A host or rare musical instruments are to be sold in Tennants Auctioneers’ Scientific and Musical Instruments Sale on 29th September, with antique stringed instruments by some of the finest English makers being joined by a fine selection of contemporary Guitars.
The top lot of the sale is a fine Late 18th Century Cello made by Benjamin Banks of Salisbury in 1786, which is to be sold with an estimate of £50,000-80,000 (plus buyer’s premium). Benjamin Banks, known as the ‘English Amati’, was one of the finest English instrument makers of his age with his cellos being particularly sought-after. The cello bears the original maker’s label, which is adhered to the inside of the back pieces and reads ‘BENJAMIN BANKS,/Salisbury, Fecit 17’ with the last two digits of the date ’86’ written in by hand.
A Violin by John Frederick Lott II (1804- 1870) is offered with an estimate of £15,000-20,000 and is part of a small collection of instruments in the sale that were The Property of a Musician. John Lott, known as Jack, was the most in demand English violin maker of the 19th century making fine models after the Cremonese masters Guarneri del Gesù and Antonio Stradivari. He also led a rather colourful life. Born the son of respected luthier John Frederick Lott I, he was first apprenticed to William Davies for four years and then spent a brief period making instruments for Edward Dodd. In 1823, however, he gave up making instruments to travel the world, which culminated in the young John becoming an elephant trainer for a travelling circus in Europe and the United States.
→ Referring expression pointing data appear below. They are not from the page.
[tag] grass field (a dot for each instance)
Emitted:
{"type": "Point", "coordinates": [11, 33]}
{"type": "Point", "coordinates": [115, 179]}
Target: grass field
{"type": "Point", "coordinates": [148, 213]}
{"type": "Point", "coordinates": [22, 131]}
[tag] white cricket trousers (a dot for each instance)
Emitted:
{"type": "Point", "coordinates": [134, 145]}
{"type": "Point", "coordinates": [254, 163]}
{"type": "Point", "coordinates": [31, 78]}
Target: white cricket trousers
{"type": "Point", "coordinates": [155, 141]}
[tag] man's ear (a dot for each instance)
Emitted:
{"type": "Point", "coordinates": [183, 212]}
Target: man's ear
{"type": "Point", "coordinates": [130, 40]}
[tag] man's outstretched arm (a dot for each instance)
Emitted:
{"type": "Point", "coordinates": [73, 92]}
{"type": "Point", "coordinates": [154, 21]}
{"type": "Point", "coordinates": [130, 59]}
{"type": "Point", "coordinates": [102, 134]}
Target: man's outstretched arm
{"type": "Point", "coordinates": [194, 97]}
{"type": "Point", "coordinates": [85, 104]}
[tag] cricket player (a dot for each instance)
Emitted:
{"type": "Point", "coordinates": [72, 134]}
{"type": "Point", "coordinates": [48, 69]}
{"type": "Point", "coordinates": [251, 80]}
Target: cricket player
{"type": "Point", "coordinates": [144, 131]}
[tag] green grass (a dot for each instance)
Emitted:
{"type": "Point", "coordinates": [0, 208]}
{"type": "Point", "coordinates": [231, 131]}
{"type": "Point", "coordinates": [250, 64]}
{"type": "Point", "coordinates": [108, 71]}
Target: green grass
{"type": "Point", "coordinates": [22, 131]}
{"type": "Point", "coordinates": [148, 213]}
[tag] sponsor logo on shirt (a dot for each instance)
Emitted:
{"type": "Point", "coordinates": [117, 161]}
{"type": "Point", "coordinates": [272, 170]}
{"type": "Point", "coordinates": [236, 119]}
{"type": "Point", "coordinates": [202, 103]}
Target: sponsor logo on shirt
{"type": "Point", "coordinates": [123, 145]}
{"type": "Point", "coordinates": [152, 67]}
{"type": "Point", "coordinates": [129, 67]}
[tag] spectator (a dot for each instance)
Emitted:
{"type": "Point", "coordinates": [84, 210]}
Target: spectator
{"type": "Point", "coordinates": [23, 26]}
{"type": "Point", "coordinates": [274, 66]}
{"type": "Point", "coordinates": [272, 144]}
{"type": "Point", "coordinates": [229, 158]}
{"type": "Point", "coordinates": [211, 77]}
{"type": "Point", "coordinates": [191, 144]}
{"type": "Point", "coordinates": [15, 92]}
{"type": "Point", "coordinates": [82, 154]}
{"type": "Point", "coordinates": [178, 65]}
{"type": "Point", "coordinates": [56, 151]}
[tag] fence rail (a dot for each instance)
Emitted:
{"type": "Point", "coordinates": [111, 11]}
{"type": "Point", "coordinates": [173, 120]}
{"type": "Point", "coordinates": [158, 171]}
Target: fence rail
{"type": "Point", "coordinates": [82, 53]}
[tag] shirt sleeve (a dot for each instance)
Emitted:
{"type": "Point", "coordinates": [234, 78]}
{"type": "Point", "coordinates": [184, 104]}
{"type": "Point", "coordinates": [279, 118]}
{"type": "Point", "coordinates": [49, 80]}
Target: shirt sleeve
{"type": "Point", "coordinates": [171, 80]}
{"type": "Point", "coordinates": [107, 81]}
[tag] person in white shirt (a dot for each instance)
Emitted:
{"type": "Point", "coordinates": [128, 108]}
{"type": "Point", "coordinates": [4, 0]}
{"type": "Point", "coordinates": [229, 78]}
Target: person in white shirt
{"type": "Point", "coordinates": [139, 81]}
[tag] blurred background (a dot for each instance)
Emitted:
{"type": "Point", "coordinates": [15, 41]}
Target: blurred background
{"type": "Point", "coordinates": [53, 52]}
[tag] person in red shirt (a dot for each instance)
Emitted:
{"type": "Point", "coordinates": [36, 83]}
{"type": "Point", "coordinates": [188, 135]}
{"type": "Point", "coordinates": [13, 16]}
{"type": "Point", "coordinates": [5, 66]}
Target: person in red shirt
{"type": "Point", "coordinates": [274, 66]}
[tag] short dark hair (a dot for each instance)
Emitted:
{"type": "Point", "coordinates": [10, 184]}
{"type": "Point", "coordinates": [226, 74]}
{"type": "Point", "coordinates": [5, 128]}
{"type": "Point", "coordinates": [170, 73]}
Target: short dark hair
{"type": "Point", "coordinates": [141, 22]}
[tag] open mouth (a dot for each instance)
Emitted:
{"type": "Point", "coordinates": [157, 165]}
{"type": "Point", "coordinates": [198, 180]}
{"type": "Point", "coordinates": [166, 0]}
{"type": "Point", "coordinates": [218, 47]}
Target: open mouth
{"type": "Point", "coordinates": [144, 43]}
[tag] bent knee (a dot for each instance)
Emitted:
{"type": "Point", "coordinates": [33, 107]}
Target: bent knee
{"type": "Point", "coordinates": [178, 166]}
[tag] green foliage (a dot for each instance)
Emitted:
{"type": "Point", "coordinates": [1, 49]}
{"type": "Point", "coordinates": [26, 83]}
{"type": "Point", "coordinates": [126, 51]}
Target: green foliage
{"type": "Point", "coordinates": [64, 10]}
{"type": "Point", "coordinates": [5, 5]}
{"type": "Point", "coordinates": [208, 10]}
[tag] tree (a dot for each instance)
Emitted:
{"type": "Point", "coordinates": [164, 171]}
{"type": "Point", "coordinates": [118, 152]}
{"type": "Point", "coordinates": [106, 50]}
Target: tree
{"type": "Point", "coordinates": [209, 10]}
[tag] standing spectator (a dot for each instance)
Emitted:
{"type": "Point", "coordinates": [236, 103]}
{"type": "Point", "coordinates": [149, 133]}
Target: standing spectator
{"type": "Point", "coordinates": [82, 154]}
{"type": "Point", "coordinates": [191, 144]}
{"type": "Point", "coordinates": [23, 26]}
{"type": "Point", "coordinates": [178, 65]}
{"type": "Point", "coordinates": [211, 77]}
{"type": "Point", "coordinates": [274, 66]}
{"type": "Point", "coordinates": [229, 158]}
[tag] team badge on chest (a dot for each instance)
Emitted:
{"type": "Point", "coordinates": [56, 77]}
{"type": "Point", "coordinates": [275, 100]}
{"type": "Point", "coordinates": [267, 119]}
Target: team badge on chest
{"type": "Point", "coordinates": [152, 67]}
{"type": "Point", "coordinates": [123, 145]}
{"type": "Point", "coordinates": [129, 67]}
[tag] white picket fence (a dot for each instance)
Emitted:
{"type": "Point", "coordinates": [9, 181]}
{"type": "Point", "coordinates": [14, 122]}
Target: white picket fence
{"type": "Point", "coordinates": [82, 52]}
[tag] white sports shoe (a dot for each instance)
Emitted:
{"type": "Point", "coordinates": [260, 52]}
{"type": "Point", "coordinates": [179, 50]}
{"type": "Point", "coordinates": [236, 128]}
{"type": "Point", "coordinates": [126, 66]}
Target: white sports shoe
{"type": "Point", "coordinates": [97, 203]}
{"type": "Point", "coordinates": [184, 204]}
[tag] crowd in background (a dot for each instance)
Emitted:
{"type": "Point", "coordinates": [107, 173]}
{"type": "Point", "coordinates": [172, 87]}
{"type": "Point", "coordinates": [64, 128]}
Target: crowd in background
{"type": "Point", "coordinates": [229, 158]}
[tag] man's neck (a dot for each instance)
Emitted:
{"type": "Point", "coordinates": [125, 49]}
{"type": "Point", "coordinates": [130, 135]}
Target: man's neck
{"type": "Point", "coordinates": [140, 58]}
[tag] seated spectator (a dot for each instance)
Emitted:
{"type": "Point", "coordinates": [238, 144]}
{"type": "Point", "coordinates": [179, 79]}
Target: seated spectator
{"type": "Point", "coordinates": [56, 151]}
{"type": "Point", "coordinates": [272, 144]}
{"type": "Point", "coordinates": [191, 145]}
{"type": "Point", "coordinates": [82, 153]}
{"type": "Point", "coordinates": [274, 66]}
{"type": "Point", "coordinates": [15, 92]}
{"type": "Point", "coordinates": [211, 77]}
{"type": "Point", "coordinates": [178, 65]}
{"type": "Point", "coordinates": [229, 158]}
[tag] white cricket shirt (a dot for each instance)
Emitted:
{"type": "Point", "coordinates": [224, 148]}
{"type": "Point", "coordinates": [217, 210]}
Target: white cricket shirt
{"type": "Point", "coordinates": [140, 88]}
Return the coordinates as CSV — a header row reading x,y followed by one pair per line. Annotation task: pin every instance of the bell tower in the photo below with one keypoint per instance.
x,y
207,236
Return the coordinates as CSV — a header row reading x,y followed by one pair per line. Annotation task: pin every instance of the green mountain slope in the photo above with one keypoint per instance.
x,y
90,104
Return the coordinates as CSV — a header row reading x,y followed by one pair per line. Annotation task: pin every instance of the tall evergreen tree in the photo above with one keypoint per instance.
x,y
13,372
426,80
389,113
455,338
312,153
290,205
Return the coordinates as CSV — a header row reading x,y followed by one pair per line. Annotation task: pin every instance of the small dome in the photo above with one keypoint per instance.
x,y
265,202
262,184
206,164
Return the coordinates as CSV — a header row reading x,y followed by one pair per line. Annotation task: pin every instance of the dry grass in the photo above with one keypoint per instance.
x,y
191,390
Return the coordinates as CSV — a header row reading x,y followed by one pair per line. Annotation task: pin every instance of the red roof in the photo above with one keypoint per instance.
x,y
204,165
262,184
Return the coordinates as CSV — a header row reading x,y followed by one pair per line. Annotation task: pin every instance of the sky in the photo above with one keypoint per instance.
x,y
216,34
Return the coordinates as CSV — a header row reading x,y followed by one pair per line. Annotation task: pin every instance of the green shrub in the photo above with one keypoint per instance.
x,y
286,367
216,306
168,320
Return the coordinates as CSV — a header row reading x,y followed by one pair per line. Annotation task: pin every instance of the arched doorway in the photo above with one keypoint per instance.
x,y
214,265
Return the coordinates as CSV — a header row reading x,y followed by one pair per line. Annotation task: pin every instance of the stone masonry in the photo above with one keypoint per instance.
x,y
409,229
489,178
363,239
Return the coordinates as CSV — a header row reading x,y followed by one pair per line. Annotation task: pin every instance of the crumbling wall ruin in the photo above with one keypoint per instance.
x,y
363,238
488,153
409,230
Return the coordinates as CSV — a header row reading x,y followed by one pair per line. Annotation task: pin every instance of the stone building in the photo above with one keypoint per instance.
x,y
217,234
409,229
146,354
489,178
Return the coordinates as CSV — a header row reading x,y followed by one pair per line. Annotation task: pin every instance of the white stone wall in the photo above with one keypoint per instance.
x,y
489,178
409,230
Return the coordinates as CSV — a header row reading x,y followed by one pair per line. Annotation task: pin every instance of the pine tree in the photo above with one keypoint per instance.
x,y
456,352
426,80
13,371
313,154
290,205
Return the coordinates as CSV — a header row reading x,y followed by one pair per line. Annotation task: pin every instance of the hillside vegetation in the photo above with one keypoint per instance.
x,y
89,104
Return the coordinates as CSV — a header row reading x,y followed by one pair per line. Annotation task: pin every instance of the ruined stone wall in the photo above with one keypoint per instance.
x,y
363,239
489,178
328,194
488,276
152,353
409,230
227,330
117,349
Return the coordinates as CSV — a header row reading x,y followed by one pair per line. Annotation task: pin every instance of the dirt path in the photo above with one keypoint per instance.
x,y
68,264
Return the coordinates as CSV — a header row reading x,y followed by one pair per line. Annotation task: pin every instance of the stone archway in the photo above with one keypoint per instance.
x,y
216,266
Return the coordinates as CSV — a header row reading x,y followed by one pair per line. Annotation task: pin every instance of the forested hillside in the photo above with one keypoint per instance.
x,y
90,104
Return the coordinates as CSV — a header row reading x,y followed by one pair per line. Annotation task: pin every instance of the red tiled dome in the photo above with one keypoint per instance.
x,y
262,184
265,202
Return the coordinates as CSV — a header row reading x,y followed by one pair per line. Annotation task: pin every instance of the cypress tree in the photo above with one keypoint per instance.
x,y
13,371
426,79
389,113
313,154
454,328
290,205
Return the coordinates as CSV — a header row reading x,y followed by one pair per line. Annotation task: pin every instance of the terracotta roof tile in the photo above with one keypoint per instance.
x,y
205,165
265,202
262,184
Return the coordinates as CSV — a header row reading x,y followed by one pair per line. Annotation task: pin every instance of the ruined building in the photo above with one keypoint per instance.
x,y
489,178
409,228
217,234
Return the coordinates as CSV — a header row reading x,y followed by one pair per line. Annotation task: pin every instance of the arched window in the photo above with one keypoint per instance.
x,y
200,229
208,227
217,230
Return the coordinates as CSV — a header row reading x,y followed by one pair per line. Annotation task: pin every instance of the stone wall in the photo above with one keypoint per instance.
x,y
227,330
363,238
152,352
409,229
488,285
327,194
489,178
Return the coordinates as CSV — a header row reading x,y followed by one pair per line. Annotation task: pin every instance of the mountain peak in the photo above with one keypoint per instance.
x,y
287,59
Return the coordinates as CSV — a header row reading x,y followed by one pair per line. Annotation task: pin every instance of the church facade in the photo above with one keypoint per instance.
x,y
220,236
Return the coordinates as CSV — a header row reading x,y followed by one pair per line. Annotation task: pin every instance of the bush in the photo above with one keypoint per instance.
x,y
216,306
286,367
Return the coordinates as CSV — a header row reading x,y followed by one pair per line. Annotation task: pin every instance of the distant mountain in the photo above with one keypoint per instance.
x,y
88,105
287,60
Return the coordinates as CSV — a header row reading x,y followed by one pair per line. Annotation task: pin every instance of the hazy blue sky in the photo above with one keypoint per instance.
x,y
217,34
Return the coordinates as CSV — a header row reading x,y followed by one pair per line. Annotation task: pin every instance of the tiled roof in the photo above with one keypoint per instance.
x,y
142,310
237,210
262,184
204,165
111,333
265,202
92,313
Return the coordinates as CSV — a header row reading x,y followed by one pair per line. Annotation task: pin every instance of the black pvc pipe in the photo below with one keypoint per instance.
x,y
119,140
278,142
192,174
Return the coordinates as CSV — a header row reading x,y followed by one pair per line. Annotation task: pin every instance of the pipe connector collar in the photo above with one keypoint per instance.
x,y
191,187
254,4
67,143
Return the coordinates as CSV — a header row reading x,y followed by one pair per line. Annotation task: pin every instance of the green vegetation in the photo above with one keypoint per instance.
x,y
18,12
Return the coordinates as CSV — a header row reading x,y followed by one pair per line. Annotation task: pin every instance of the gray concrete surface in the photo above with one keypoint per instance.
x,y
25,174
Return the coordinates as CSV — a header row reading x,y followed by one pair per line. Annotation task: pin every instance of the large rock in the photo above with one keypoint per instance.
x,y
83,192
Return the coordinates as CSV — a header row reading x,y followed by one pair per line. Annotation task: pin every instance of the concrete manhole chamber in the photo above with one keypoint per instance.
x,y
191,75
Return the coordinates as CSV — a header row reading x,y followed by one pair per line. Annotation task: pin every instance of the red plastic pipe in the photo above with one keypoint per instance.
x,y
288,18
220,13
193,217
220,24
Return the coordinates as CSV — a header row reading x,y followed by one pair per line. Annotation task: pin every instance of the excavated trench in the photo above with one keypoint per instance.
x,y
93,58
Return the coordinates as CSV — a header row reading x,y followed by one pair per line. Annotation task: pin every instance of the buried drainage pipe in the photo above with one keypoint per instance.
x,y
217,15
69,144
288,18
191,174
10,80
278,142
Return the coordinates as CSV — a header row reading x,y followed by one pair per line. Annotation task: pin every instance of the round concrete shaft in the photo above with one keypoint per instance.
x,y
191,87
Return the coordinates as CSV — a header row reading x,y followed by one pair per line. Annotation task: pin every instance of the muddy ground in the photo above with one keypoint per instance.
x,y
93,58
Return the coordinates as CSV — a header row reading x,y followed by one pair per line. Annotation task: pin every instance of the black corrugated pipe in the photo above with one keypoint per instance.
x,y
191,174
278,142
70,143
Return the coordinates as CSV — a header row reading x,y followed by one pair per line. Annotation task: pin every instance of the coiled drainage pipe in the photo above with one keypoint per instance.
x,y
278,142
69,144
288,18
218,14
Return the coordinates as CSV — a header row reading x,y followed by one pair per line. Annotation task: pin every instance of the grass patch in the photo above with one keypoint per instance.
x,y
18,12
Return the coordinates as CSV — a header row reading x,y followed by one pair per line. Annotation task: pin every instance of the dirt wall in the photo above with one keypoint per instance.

His extraordinary adventures became the basis for the novelette ‘Jack of All Trades’ by Charles Reade (1814-1884). During his time away he worked as a wood grainer, where he mastered techniques to make wood show age and wear. He returned to London circa 1843 and set up his own workshop at 60 Wardour Street, London, where he would remain for the rest of his life. Known for their exceptional tone, Lott’s violins were in great demand during his lifetime. He was particularly skilled in imitating aged works after Guarneri models – a technique pioneered by the Fendt family in London and J.B. Vuillaume in France, who was a close acquaintance. Lott’s violins shared the eccentricities of style and dramatic tone of Guarneri’s instrument but didn’t follow the Cremonese methods of construction.
Also of note in the stringed section of the sale is a well-made Violin Bow by W. E. Hill & Son, one of the finest makers in the UK (estimate: £1,500-2,000), and further Violin labelled ‘Pierre Hel Luthier du Conservatoire a Lille en l’an 1910 (estimate: £8,000-10,000).
Juxtaposed against the fine antique instruments, five first-edition guitars by Robson Guitars are also on offer. Robson Guitars, based in the Northeast of England, is a new company that combines traditional hands-on craft with state of art technology to produce fine instruments. Robson Guitars feature fine hand engraved artwork by Greg Goodwillie, who was a senior hand engraver with Purdey Shotguns for 20 years and was freeman of the City of London for services to his craft. Highlights of the guitars include a Dream 17 Archtop, made with spruce, maple and ebony and offered with an estimate of £6,000-8,000.